Intervista a Paolo Besagno

Paolo Besagno ha studiato Pianoforte con il M° Giuseppina Schicchi e Composizione e Musica Elettronica con il M° Riccardo Dapelo. E’ proprio la musica elettronica a caratterizzare la sua produzione, anche se da più di venticinque anni canta nel ruolo di contralto nella formazione di trallalero genovese “I Giovani Canterini di Sant’Olcese”.

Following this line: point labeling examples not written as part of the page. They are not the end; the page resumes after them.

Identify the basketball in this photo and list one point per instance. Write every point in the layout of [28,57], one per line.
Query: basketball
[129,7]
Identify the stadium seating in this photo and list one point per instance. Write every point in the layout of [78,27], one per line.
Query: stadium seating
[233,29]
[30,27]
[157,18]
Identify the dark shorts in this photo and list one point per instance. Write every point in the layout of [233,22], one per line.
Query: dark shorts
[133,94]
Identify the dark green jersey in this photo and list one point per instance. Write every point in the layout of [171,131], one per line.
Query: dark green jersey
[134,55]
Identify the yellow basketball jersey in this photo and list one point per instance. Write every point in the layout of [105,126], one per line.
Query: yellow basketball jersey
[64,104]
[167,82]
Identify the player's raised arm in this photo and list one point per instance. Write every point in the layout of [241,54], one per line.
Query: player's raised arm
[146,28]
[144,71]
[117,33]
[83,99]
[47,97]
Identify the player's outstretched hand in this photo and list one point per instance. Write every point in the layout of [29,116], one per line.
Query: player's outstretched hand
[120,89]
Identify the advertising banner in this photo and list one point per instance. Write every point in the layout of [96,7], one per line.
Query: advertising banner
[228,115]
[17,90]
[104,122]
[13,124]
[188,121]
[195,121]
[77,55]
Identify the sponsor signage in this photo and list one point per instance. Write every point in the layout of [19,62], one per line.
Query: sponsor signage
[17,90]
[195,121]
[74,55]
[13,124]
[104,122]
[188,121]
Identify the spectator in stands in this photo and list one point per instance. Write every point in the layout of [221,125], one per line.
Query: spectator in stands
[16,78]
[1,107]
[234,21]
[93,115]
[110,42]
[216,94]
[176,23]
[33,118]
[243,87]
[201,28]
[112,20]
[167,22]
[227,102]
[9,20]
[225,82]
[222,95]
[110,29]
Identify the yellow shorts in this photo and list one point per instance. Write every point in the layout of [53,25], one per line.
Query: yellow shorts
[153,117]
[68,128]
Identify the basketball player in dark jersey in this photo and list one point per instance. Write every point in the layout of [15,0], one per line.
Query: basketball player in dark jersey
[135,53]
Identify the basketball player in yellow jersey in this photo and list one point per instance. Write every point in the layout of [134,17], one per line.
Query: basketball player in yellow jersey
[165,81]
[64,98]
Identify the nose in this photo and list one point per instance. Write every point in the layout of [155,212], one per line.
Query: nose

Nel 1996 vince il Premio Città di Recanati – Nuove tendenze della canzone d’Autore con il brano “O trallalero canson de ‘na vitta” per squadra di canto popolare genovese. Nel 2009 il suo brano “In primo vere” per voci di bimbe e nastro magnetico viene selezionato ed eseguito a Emufest presso l’Accademia di Santa Cecilia in Roma. Nel 2015 il suo brano “Largo IV” per nastro magnetico e impianto di diffusione a 24 canali viene eseguito alla rassegna “Suoni Inauditi”, presso l’Istituto Superiore di Studi Musicali “Pietro Mascagni” di Livorno. Sempre nel 2015 fonda con l’amico, libero organizzatore di suoni, Rinaldo Marti, il consort vocale“EthnoGenova”, collaborando alla realizzazione di un progetto per l’ascolto interattivo/immersivo del trallalero genovese.

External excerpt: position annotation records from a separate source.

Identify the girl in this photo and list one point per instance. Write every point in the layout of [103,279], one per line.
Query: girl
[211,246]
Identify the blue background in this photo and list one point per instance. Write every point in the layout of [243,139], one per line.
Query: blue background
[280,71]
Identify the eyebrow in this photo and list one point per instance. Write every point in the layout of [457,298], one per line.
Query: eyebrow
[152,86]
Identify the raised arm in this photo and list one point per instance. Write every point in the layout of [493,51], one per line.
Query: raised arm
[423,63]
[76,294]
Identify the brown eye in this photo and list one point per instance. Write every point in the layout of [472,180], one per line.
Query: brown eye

Nel 2018 il suo brano “Witte flame” viene selezionato ed eseguito al festival Rimusicazioni di Bolzano.

Paolo Besagno, Sandro Secchi, Stefano Bosi

Parliamo di …ruhe…ruhe!

…ruhe…ruhe! è una riflessione o, per citare la frase che accompagna da anni questo lavoro, «un libero ragionamento sulla sofferenza».

Procediamo con ordine: vuoi raccontarci di cosa si tratta, a quale tipo di rappresentazione potrà assistere il pubblico?

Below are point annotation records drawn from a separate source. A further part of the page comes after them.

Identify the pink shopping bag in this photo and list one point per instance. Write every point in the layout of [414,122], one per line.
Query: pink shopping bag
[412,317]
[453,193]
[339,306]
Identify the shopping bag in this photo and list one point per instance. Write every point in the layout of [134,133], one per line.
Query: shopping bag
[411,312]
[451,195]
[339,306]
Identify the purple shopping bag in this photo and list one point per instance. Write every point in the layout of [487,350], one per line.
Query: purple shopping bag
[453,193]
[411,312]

E’ un’installazione multidisciplinare. Sul palco, tre musicisti – (Paolo Besagno: pianoforte, voce e elettroniche; Stefano Bosi: fisarmonica; Sandro Secchi: voce, chitarra, arrangiamenti – N. d. R.); la musica che si ascolta spazia dalla canzone d’autore all’elettroacustica. Il trio esegue otto brani in lingua genovese, mentre sullo schermo vengono proiettate immagini che hanno come filo conduttore la sofferenza dell’uomo, vista attraverso la lettura della passione di Gesù. Si passa da un ambiente prettamente tonale, tipico della canzone d’autore, a sequenze acusmatiche le quali, dal punto di vista dell’ascolto, si trovano agli antipodi rispetto alla prima. Unico brano esterno alla sequenza relativa alla Passione narrata nei Vangeli, è Tu dolcissima madre, cantato in tre lingue: greco antico – nella bella traduzione di Aldo Giavitto – genovese e italiano.

Cosa intendi per «lettura della Passione»?

I testi delle canzoni sono tratti dai Vangeli Sinottici, ma non si tratta di una vera e propria traduzione: potrei dire che sono delle ricostruzioni ambientali di quella che viene chiamata Via Crucis, pensata in genovese, riproposta al pubblico in tale lingua e sottotitolata in italiano.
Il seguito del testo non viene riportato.